Representativity of Active Lidar Measurements of Methane, and Implications for Validation Strategies

Kurzfassung

The planned joint French‐German satellite mission MERLIN aims to measure columnintegrated atmospheric methane abundances using a spaceborne Integrated Path Differential Absorption (IPDA) lidar. The very small measurement footprint of the single shot measurements (~150 m) means that the sensor will be able to make measurements even in the presence of broken clouds. In order to attain the targeted measurement precision, many measurements, spaced roughly 600 m apart, will be averaged along a measurement path of approximately 50 km, resulting in a measurement footprint of 150 m by 50 km. This presents some unusual challenges for the validation of the measurement, particularly over regions with a great deal of heterogeneity in the sources.
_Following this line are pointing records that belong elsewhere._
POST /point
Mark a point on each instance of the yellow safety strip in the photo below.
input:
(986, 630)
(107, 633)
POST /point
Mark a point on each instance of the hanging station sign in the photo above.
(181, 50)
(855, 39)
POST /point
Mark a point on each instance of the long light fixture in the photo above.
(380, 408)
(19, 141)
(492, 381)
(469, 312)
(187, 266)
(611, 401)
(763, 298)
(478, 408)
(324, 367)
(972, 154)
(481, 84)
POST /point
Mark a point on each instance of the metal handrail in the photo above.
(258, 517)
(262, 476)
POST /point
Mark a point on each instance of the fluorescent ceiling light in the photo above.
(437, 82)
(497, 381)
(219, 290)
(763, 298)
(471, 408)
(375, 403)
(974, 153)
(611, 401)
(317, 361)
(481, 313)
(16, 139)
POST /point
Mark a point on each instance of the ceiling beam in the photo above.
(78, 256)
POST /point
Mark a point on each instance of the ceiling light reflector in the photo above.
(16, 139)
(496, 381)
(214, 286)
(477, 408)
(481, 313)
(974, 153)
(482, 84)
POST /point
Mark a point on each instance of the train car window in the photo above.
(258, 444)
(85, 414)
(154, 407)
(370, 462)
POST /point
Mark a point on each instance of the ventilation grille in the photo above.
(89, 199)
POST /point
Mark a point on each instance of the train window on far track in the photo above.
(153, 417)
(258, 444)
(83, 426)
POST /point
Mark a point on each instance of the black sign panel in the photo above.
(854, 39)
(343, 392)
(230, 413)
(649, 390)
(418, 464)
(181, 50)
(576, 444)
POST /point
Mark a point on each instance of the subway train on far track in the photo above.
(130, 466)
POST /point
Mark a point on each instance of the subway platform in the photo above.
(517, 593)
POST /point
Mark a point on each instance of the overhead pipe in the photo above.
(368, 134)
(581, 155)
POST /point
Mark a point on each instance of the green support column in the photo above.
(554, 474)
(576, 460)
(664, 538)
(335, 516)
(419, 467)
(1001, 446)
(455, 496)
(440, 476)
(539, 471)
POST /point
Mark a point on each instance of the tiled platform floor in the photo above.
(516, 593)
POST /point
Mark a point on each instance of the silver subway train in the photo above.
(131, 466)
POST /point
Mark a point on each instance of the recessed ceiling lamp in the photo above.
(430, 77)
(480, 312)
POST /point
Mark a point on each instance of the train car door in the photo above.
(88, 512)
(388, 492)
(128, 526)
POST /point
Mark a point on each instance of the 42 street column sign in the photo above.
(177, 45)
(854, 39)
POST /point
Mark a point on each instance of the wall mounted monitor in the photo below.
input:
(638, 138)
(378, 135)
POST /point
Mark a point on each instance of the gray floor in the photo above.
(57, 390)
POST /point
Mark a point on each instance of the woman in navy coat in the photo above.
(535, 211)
Furthermore, the planned dawn‐dusk orbit results in significant time offsets with measurements from the TCCON network, particularly in the winter and at higher latitudes, as the FTS measurements require a clear line‐of‐sight to the sun. In order to address the representativity of various in‐situ and ground‐based remote sensing measurement systems with respect to the MERLIN measurement, a series of mesoscale tracer transport simulations at resolutions of up to 2 km have been sub‐sampled in order to produce satellite pseudo‐data. These pseudo‐measurements are then compared to pseudo‐data created with sampling consistent with ground‐based remote sensing (TCCON‐like), routine profile measurement made by passenger aircraft (IAGOS‐like), balloon‐based profile measurements (AirCore‐like), and sampling consistent with a dedicated validation campaign. Results from mesoscale simulations over Europe, as well as regions of Western Siberia and the Amazon with significant wetland and biomass burning fluxes are considered in the study. The appropriateness of each type of measurement system for the validation of MERLIN measurements is assessed, including the length of time that would be required to develop sufficient coincidences in space and time to achieve a statistically significant comparison. Optimal strategies for dedicated validation campaigns are discussed. Finally, the results are upscaled globally, based on process‐based flux maps and heterogeneity observed in simulations of XCH4 using a global atmospheric tracer transport model. Comparisons to results for XCO2 are also presented.